Dans une tribune parue dans le journal Le Monde, Cecilia García-Peñalosa (AMSE/CNRS/EHESS) et Fabien Petit (AMSE/AMU) se demandent pourquoi les filières mathématiques aux lycées sont si impopulaires auprès des filles.
► Retrouvez la tribune complète publiée dans le journal Le Monde le 8 mars 2022
"En janvier, à la suite de la publication des chiffres concernant le nombre de lycéennes et lycéens ayant choisi de poursuivre leurs études en mathématiques en terminale, professeurs, sociétés savantes et associations de mathématiques ont dénoncé l’« aggravation des inégalités filles-garçons en mathématiques au lycée ». La raison, d’après eux ? La réforme du lycée qui permet aux élèves de terminale de retenir deux matières de spécialité sur les trois suivies en première.
Durant vingt-cinq ans, la proportion de filles et de garçons faisant des maths en terminale avait augmenté de 5 points, pour chuter de près de 10 points entre 2020 et 2021 après la réforme. Les solutions mises sur la table, pour freiner la tendance, vont du retour au système précédent qui obligeait toute élève souhaitant étudier la biologie à faire des maths en terminale, à une modification des programmes scolaires. Mais peu semblent s’être posé la question de pourquoi les lycéennes ont souhaité abandonner en masse les mathématiques.

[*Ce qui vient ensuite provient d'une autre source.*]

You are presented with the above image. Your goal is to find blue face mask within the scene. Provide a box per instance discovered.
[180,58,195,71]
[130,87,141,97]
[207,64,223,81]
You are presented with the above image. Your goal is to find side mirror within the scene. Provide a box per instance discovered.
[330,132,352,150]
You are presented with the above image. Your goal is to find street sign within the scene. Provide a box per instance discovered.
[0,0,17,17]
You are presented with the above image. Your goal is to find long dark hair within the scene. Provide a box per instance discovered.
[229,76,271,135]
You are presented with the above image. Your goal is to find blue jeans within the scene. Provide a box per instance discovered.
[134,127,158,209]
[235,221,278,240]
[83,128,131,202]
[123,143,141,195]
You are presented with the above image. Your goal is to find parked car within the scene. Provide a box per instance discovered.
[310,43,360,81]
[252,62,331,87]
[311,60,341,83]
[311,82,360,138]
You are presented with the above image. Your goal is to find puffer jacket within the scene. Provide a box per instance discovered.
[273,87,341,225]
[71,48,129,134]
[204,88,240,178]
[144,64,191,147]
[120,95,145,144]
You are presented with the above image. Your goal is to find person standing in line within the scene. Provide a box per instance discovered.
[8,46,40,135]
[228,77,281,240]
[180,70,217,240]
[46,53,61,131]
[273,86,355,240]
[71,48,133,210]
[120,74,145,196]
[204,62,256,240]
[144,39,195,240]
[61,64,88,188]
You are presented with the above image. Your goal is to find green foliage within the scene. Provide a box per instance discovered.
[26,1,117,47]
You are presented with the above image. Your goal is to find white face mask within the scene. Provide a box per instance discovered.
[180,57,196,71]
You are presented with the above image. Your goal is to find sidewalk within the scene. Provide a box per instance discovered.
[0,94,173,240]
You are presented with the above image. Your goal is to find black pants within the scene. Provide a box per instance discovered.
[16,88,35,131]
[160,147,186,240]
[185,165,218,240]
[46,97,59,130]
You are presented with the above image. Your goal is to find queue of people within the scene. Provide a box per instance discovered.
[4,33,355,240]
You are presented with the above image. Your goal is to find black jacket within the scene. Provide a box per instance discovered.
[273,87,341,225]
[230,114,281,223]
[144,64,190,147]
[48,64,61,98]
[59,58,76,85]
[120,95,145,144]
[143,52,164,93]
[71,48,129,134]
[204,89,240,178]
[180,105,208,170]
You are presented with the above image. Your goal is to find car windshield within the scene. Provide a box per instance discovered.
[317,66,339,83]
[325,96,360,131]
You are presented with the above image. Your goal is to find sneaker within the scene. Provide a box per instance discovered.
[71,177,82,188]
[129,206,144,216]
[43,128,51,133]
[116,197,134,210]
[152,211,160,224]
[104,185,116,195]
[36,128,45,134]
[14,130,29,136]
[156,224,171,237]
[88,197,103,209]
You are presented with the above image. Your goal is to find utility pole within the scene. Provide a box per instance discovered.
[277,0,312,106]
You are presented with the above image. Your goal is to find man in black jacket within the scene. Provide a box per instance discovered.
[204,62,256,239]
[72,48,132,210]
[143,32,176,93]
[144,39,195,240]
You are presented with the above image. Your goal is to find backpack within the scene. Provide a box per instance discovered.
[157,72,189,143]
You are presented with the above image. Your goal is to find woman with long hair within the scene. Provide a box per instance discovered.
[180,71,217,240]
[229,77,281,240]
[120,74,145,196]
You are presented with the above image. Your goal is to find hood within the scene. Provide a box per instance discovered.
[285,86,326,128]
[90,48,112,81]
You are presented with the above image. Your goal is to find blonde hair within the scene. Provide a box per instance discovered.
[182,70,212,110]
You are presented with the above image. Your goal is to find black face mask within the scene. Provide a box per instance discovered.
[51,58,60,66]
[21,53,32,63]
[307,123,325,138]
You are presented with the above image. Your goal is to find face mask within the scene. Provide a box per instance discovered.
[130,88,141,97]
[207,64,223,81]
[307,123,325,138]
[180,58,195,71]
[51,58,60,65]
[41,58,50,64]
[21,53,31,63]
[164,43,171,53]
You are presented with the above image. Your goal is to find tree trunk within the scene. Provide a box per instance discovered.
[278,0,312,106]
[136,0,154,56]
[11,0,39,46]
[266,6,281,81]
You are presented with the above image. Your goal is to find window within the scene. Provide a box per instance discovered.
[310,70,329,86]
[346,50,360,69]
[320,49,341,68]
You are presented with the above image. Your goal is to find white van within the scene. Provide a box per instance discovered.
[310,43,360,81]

Deux éléments manquent dans le débat. Le premier est la théorie de l’avantage comparatif. Comme dans le commerce international, les choix optimaux ne dépendent pas de l’avantage dans un unique domaine, mais des capacités relatives dans plusieurs. À cet égard, filles et garçons sont différents. Les résultats du Programme international pour le suivi des acquis des élèves – l’enquête PISA réalisée tous les trois ans par l’OCDE pour mesurer les performances des élèves de 15 ans –, sont parlants. Les filles sont tout aussi bonnes que les garçons en sciences et en mathématiques, mais elles sont encore meilleures dans d’autres disciplines. En conséquence, elles choisissent de s’orienter vers ces dernières.
Discrimination implicite
Effectivement, dans une étude publiée en 2020, Thomas Breda et Clotilde Napp, respectivement de l’École d’économie de Paris et de l’université Paris-Dauphine, examinent quels facteurs expliquent les choix d’études post-bac. À partir des données PISA pour 64 pays, ils identifient que la différence d’envie entre filles et garçons de faire des études intensives en mathématiques n’est pas due à une différence dans leurs notes en maths, mais plutôt à l’avantage comparatif des filles dans les matières littéraires.
Ceci nous amène à la deuxième question : pourquoi les lycéennes excellent plus dans les matières littéraires qu’en mathématiques ? De nombreuses études témoignent de l’impact fondamental des stéréotypes. Par exemple, quand une tache de géométrie fait partie d’un cours de dessin, la performance des filles est bien meilleure que quand la même tache leur est présentée comme un exercice de maths. La bonne nouvelle est que tout semble indiquer qu’il est possible de changer, au moins en partie, ce conditionnement social. Et le travail se fait en grande partie à l’école et au lycée.